Corwin: Controller’s Alleged Liquidity Crunch Not Enough to Raise Conflict

In English v. Narang, (Del. Ch.; 3/19), Chancellor Bouchard rejected allegations that conflicts involving a controlling shareholder & disclosure shortcomings should preclude application of Delaware’s Corwin doctrine to fiduciary duty claims arising out of the sale of a company.

The Chancellor dismissed claims alleging that sale involved a conflicted controlling shareholder premised on allegations that the controller’s need for liquidity prompted by his retirement as the company’s CEO prompted the sall, noting that the complaint “contained no concrete facts from which it reasonably can be inferred that [the founder] had an exigent or immediate need for liquidity.”

The plaintiffs also alleged that the company’s disclosures about the transaction were inadequate, and that as a result, the deal did not receive the fully informed shareholder approval required to invoke Corwin. This excerpt from a recent Shearman & Sterling blog reviews how the Court addressed those allegations:

Plaintiffs also argued that Corwin was inapplicable because the recommendation statement for the transactions was misleading and, therefore, the stockholders allegedly were not fully informed when they tendered their shares. For example, plaintiffs asserted that the financial projections included in the recommendation statement understated the company’s upside. But the Court found that optimistic statements by the company’s CEO before and after the transaction (referenced by plaintiffs) did not contradict the financial projections.

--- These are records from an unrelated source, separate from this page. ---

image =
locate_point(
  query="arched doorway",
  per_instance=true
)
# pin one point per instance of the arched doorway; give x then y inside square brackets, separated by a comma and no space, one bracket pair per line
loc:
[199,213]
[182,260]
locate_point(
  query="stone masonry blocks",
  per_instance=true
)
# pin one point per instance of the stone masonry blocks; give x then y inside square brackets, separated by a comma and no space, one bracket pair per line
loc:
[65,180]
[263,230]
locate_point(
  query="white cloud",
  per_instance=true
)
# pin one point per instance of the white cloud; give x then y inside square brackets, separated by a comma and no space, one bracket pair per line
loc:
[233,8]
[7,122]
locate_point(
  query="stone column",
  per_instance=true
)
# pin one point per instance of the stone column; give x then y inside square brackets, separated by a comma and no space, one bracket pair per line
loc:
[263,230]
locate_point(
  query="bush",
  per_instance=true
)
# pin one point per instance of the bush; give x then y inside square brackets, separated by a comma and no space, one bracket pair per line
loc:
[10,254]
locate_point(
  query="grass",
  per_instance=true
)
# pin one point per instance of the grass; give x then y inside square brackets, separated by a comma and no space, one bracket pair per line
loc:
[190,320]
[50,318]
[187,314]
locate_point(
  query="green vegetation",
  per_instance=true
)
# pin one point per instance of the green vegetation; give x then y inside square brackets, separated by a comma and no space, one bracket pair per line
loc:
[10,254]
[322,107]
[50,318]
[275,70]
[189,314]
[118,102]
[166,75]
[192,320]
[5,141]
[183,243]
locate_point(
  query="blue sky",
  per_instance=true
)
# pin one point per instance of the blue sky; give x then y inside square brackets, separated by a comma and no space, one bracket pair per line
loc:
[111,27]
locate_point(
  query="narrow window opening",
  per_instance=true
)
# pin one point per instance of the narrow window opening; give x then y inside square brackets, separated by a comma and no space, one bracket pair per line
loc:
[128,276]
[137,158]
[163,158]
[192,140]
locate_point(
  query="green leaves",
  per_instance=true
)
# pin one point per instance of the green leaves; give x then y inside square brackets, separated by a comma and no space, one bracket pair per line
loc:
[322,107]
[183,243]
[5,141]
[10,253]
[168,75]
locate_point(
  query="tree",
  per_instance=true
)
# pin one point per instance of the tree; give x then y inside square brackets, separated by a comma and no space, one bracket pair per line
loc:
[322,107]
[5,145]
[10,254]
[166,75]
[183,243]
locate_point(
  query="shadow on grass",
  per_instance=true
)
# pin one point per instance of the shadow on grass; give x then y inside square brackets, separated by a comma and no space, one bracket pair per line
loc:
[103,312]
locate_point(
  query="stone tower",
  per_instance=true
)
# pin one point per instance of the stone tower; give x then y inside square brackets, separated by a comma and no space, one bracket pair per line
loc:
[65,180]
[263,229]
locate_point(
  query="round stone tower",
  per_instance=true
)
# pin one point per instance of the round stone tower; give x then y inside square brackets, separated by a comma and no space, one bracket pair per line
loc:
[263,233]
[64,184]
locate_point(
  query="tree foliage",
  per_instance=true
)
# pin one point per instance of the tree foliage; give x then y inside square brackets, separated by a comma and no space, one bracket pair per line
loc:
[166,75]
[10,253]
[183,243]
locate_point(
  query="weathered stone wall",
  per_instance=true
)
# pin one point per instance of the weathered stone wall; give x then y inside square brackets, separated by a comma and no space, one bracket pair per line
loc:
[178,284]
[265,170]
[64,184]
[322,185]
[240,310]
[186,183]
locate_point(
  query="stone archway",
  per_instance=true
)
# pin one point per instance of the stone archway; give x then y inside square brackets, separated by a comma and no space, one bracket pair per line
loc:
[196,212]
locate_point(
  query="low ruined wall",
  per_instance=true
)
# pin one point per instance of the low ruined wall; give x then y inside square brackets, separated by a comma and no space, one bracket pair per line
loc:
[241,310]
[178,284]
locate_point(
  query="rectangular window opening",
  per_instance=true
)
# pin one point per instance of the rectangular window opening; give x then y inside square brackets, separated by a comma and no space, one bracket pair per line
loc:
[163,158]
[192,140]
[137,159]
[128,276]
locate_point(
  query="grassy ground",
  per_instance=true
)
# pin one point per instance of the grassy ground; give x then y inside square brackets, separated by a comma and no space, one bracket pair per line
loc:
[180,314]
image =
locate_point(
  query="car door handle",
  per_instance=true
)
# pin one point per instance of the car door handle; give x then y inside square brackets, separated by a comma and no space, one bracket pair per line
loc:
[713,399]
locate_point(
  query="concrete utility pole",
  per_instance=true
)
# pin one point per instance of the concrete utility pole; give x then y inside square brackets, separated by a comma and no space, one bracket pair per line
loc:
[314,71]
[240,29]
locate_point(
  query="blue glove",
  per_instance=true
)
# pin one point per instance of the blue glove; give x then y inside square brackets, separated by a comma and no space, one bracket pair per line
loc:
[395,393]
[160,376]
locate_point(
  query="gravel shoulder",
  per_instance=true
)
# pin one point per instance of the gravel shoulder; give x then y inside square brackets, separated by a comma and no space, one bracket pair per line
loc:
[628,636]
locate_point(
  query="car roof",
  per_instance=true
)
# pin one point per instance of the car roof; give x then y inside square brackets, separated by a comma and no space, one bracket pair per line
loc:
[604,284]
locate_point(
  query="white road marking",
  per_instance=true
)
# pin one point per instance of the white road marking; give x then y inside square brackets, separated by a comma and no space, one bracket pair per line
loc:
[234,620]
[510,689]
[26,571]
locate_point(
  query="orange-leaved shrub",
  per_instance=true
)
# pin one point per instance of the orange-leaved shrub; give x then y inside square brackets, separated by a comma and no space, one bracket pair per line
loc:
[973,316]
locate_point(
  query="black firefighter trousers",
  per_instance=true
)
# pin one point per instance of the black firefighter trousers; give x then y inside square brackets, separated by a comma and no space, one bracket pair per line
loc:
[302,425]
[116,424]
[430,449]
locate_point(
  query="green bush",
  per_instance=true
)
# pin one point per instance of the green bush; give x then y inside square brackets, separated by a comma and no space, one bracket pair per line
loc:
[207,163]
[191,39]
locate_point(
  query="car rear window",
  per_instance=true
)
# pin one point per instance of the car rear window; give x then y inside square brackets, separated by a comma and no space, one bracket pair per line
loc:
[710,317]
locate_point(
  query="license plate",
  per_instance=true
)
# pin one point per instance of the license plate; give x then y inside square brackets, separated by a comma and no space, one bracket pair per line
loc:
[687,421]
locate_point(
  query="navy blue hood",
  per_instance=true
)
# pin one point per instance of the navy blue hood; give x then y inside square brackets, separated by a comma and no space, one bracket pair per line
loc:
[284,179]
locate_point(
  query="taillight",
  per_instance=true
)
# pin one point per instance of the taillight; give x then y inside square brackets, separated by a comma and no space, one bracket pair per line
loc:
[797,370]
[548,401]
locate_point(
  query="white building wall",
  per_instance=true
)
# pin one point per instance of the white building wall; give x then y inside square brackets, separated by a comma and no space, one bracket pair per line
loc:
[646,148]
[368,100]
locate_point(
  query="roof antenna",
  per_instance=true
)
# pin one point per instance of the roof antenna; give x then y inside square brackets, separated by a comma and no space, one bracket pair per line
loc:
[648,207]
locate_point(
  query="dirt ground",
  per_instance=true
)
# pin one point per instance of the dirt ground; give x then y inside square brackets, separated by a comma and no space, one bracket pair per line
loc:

Moreover, the Court explained, the projections were the same as the ones provided to potential acquirors, and plaintiffs offered “no logical reason why any of the [directors] would want a lower price for the Company even if the Board had been rushing a sale of the Company.” Likewise, the Court rejected plaintiffs’ assertions that omissions of discussions with company management about post-closing employment rendered the recommendation statement misleading because the complaint did not allege facts demonstrating that any such discussions occurred before the merger agreement was signed.

The Chancellor also rejected challenges to the adequacy of disclosures about the work performed by the Company’s financial advisor for the buyer and its affiliates.